UNE’s Karen Houseknecht publishes research on antipsychotic induced bone loss
Karen Houseknecht, Ph.D., professor of Pharmacology in the University of New England College of Osteopathic Medicine and interim dean of the College of Pharmacy, has published novel findings about the effects of risperidone, a widely-used antipsychotic drug, on bone loss in the July 2017 issue of BONE.
Houseknecht’s laboratory focuses on understanding the links between mood and metabolism. Specifically, the lab is interested in understanding why patients with mood disorders have a higher incidence of metabolic disease and why medications used to treat mood disorders often cause metabolic disorders such as obesity, diabetes and bone loss. Atypical antipsychotic (AA) drugs, including risperidone, are FDA-approved to treat psychosis associated with schizophrenia and bipolar disorder, and some are approved to treat irritability associated with autism in children. Despite FDA warning labels relating to significant safety issues in the elderly, over 20% of nursing home residents are prescribed AA drugs. Additionally, many children, adolescents and adults are prescribed AA drugs for diagnoses with no FDA-approved indication for AA use.
AA drugs have been found to cause significant metabolic side effects including obesity, type 2 diabetes, hyperglycemia, sleep disruption and cardiac arrest. Emerging research from Houseknecht and her team has shown that bone is another “off-target” site for AA side effects.
Clinical studies show that patients treated with risperidone have reduced bone density and increased fracture risk. These findings are concerning in populations such as the elderly, where fracture risk is already elevated, and in adolescents who are experiencing peak bone growth. In this paper, Houseknecht and her multi-institutional, collaborative team investigated two fundamental questions: 1) are the negative effects of risperidone on bone due to drug-induced hypogonadism (diminished functional activity of the gonads) and 2) are there direct effects of risperidone on bone?
It is known that risperidone can cause hypogonadism in some patients and hypogonadism is known to cause significant bone loss, as seen with menopause. Houseknecht’s team showed that hypogonadism in mice causes significant bone loss, and that adding risperidone increased the bone loss even more. This indicated that hypogonadism is not the only cause of risperidone-induced bone loss.
Houseknecht then examined the novel hypothesis that antipsychotic drugs could have direct effects on bone. Her team showed for the first time that the function of bone cells that break down bone, osteoclasts, are inhibited by dopamine. The team also found that risperidone, a dopamine blocker, stimulates osteoclast function which is consistent with increased bone loss. In addition, they reported the novel finding that dopamine and risperidone are found in significant quantities in bone marrow following an oral dose of risperidone in mice, indicating that the drug accumulates in bone.

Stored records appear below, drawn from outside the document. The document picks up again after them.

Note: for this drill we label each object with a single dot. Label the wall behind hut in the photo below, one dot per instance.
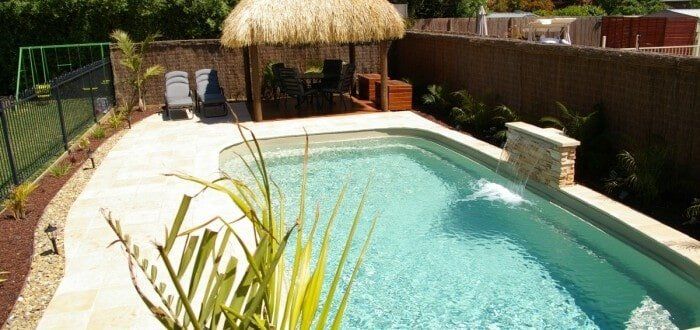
(644, 95)
(192, 55)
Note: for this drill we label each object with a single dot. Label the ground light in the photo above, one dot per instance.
(51, 234)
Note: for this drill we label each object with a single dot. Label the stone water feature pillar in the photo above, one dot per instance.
(544, 155)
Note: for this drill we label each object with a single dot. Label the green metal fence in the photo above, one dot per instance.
(37, 127)
(37, 65)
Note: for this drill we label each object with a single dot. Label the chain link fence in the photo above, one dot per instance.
(38, 126)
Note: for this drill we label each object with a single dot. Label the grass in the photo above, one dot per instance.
(60, 169)
(36, 135)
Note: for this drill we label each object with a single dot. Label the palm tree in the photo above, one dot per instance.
(132, 60)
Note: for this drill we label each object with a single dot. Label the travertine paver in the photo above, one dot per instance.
(96, 291)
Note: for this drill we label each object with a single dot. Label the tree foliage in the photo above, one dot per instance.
(47, 22)
(574, 10)
(631, 7)
(444, 8)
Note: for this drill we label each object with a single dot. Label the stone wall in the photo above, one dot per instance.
(645, 97)
(543, 155)
(192, 55)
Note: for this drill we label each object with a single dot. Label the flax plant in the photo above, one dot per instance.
(205, 287)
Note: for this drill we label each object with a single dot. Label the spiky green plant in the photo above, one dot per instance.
(595, 156)
(98, 132)
(573, 123)
(117, 119)
(437, 101)
(643, 173)
(133, 61)
(483, 121)
(315, 66)
(18, 199)
(84, 143)
(201, 288)
(693, 212)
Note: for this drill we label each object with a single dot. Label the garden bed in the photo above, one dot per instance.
(18, 236)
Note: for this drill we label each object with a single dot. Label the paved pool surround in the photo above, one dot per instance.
(96, 291)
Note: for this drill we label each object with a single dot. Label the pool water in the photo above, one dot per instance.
(457, 247)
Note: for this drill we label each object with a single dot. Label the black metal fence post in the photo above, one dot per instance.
(8, 146)
(91, 81)
(56, 92)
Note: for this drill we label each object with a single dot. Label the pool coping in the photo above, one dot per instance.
(667, 245)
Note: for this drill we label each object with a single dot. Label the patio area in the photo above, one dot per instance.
(96, 291)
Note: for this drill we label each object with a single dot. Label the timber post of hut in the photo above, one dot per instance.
(252, 24)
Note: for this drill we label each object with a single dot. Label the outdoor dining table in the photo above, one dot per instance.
(312, 76)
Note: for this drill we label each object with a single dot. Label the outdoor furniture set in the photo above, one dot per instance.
(335, 78)
(209, 100)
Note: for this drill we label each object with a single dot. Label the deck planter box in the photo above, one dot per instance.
(400, 95)
(365, 85)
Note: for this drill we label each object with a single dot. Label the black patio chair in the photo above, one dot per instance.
(293, 86)
(332, 70)
(343, 85)
(211, 101)
(278, 88)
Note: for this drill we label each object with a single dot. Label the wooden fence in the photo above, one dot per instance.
(585, 31)
(645, 96)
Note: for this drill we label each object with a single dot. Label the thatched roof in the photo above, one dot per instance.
(303, 22)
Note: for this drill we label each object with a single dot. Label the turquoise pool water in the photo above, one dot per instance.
(457, 247)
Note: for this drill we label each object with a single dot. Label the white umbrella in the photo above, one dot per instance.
(482, 28)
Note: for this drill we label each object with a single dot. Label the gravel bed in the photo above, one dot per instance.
(47, 268)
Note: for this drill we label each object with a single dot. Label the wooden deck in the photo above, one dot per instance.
(273, 111)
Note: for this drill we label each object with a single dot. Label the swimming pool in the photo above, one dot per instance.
(457, 246)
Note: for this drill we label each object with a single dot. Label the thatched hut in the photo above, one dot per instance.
(253, 23)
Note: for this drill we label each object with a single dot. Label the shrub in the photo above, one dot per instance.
(437, 101)
(18, 198)
(483, 121)
(643, 173)
(595, 155)
(268, 296)
(574, 10)
(60, 169)
(98, 132)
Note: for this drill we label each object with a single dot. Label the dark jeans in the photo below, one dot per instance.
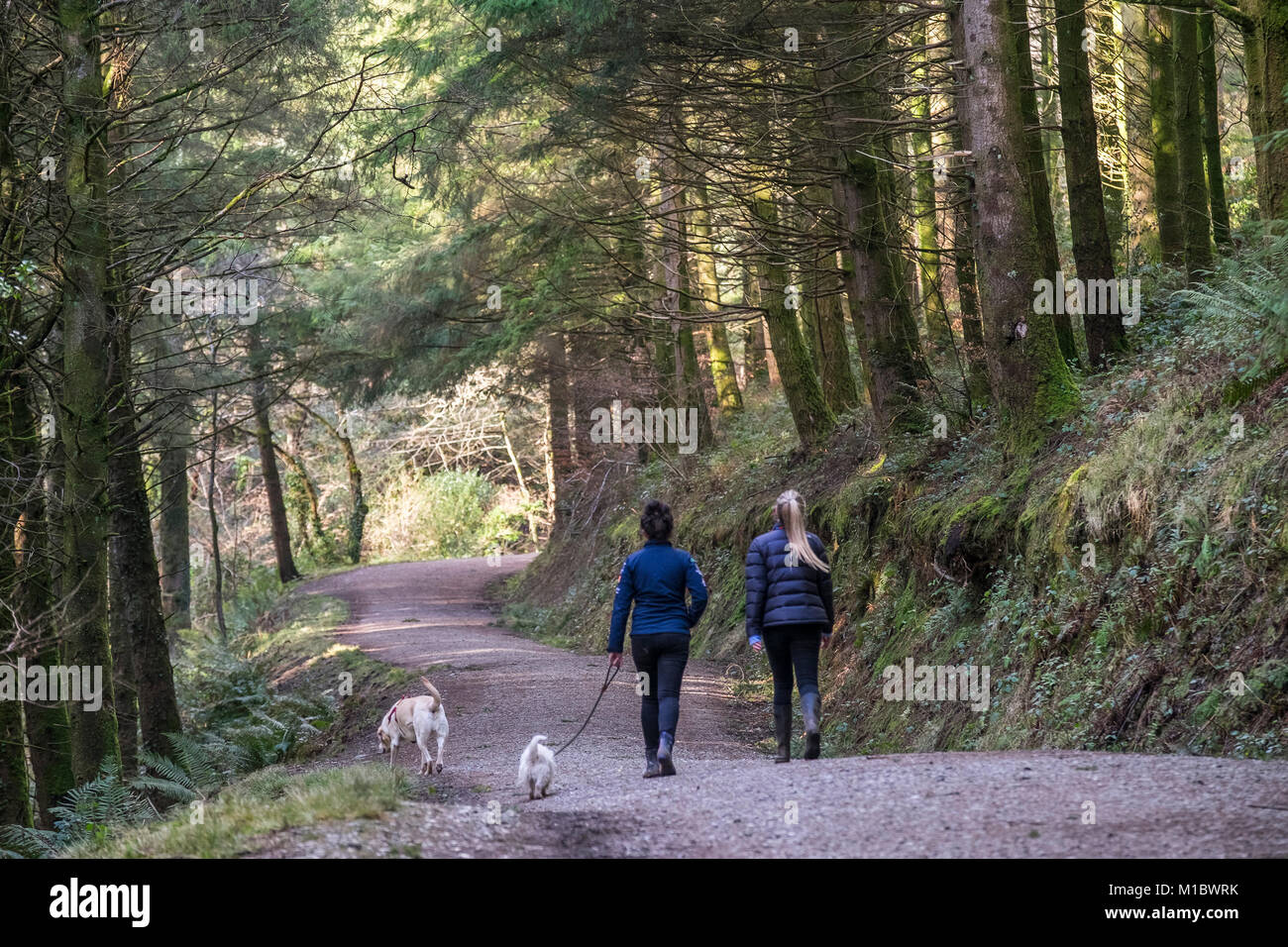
(661, 659)
(793, 646)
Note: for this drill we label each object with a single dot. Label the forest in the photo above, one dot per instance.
(288, 289)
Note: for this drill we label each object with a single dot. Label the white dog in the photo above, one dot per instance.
(419, 720)
(536, 767)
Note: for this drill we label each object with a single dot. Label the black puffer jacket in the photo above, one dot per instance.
(782, 594)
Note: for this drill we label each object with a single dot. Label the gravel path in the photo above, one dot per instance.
(500, 688)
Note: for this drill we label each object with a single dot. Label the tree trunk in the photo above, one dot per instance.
(939, 331)
(558, 444)
(879, 300)
(1034, 154)
(755, 356)
(1266, 63)
(964, 250)
(1189, 146)
(47, 724)
(1162, 108)
(16, 441)
(1093, 252)
(1212, 129)
(217, 565)
(1113, 128)
(85, 381)
(810, 414)
(140, 641)
(1029, 376)
(728, 397)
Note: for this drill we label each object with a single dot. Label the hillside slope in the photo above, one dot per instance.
(1125, 582)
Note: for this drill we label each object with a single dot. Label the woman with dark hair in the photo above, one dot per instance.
(790, 613)
(655, 579)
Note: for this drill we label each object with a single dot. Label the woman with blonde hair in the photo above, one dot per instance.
(790, 613)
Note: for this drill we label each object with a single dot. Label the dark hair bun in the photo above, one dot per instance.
(657, 521)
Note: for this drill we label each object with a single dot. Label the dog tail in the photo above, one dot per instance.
(433, 690)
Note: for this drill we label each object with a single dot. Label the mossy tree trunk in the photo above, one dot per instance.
(261, 401)
(728, 395)
(1212, 129)
(140, 644)
(1265, 31)
(939, 331)
(1196, 223)
(558, 441)
(962, 215)
(82, 423)
(1162, 110)
(1029, 376)
(810, 414)
(1034, 158)
(1093, 253)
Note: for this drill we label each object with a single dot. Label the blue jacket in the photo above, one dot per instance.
(781, 594)
(655, 579)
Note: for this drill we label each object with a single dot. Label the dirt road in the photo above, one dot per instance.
(728, 799)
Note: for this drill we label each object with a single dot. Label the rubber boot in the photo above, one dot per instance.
(784, 733)
(651, 766)
(664, 754)
(809, 710)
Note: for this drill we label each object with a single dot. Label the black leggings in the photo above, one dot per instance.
(793, 646)
(661, 659)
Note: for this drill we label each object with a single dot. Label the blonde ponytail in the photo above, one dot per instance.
(790, 509)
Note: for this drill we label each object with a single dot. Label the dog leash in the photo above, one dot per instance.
(608, 680)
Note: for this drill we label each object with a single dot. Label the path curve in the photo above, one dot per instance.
(728, 799)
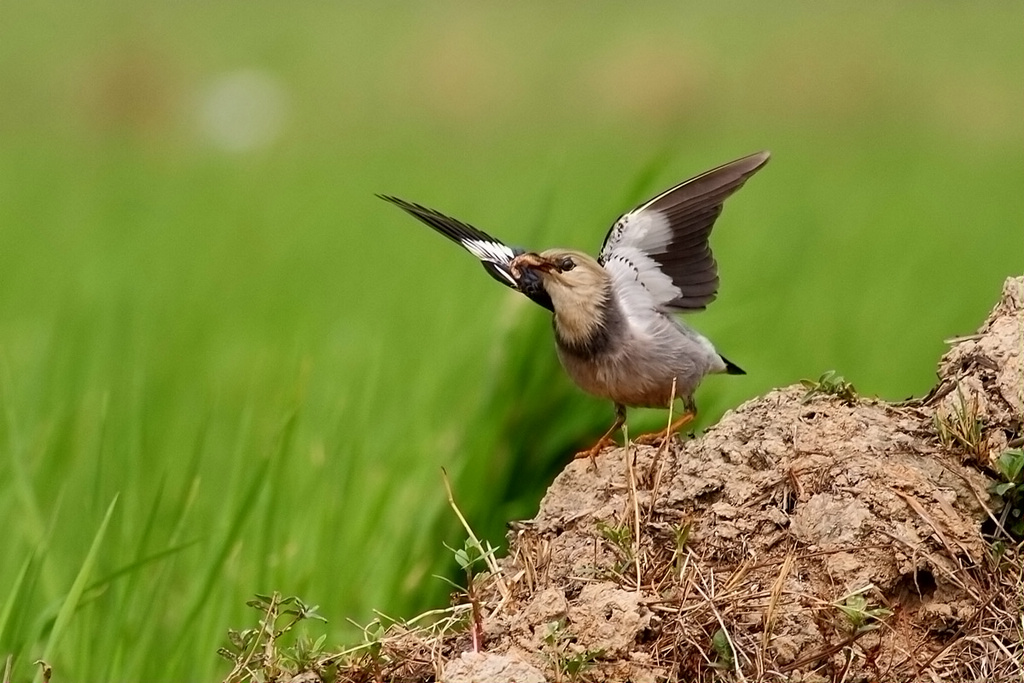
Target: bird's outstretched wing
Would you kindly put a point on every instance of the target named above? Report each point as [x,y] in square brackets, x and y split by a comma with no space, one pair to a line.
[495,255]
[663,244]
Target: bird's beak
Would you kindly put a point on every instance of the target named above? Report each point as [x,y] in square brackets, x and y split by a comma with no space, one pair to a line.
[529,261]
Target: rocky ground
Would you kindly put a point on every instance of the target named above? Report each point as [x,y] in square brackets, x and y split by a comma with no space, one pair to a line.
[810,536]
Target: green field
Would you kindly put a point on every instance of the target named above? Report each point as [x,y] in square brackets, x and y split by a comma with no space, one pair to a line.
[213,331]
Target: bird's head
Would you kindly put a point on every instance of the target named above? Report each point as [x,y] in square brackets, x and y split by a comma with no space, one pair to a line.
[579,287]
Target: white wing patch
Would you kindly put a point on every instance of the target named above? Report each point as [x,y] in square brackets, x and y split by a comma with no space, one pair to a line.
[630,263]
[488,251]
[643,229]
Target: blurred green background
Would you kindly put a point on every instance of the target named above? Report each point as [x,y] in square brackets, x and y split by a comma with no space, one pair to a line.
[207,315]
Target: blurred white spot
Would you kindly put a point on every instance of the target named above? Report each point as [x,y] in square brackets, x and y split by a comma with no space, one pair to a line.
[243,111]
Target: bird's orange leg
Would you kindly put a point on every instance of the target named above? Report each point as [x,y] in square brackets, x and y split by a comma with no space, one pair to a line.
[689,414]
[606,439]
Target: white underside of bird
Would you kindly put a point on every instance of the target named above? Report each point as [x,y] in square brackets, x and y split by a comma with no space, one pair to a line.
[613,316]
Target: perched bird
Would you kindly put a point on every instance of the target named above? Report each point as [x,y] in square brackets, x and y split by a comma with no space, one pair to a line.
[614,330]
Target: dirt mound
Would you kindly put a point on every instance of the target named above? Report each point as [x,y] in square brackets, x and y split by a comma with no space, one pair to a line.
[810,536]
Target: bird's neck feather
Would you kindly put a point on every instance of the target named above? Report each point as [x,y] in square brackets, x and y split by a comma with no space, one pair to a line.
[585,319]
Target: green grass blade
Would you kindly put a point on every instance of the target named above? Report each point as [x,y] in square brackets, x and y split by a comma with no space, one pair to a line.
[78,587]
[12,598]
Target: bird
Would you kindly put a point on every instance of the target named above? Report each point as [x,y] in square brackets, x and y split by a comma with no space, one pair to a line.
[616,333]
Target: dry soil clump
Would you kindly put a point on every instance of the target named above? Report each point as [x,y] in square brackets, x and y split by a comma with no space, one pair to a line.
[810,536]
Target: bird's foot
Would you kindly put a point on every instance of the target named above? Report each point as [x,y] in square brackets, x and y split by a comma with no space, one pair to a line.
[660,436]
[592,452]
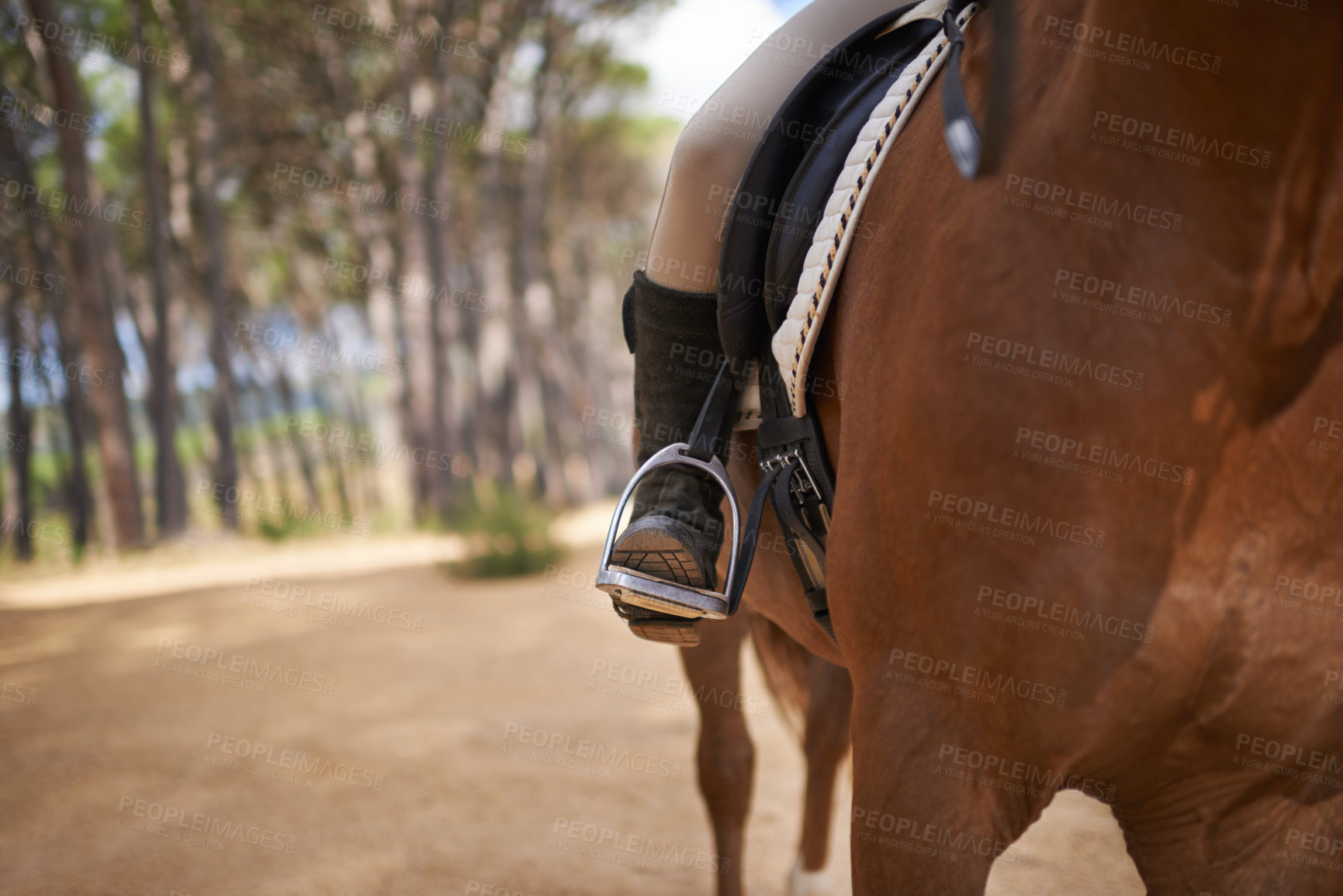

“We are very excited about these findings as they shed new light on how bone biology is regulated by dopamine, a molecule that is known to be important in regulating mood, and a target for many psychiatric medications,” said Houseknecht. “Our overarching goal is to explore ways to create safer medications to treat mood disorders. Furthermore, we want to inform prescribing practices in order to optimize efficacy and safety for our most vulnerable patients.”
The research team comprises:
Katherine J. Motyl, Ph.D., of the Center for Molecular Medicine at Maine Medical Center Research Institute
Megan Beauchemin, Ph.D., NIH funded post-doctoral fellow in UNE’s College of Osteopathic Medicine (Houseknecht lab)
Deborah Barlow of UNE’s College of Osteopathic Medicine (Houseknecht lab)
Phuong T. Le, of the Center for Clinical and Translational Research at the Maine Medical Center Research Institute
Kenichi Nagano, Ph.D., of the Department of Oral Medicine, Infection and Immunity at the Harvard School of Dental Medicine
Annika Treyball, Ph.D., of the Center for Molecular Medicine at Maine Medical Center Research Institute
Anisha Contractor, Morgane Fellow and medical student in UNE’s College of Osteopathic Medicine
Roland Barron, D.D.S., Ph.D., of the Department of Oral Medicine, Infection and Immunity at the Harvard School of Dental Medicine
Clifford J. Rosen, M.D., of the Center for Clinical and Translational Research at the Maine Medical Center Research Institute
Karen L. Houseknecht, professor of Pharmacology at UNE’s College of Osteopathic Medicine and interim dean of the College of Pharmacy
This research was funded by NIH grants to Karen Houseknecht (DK095143), Katie Motyl (AR061932 and AR067858) and Cliff Rosen (AG040217). Anisha Contractor was supported by a UNE College of Osteopathic Morgane Fellowship. Deborah Barlow was supported in part by the UNE Center for Excellence in Neuroscience.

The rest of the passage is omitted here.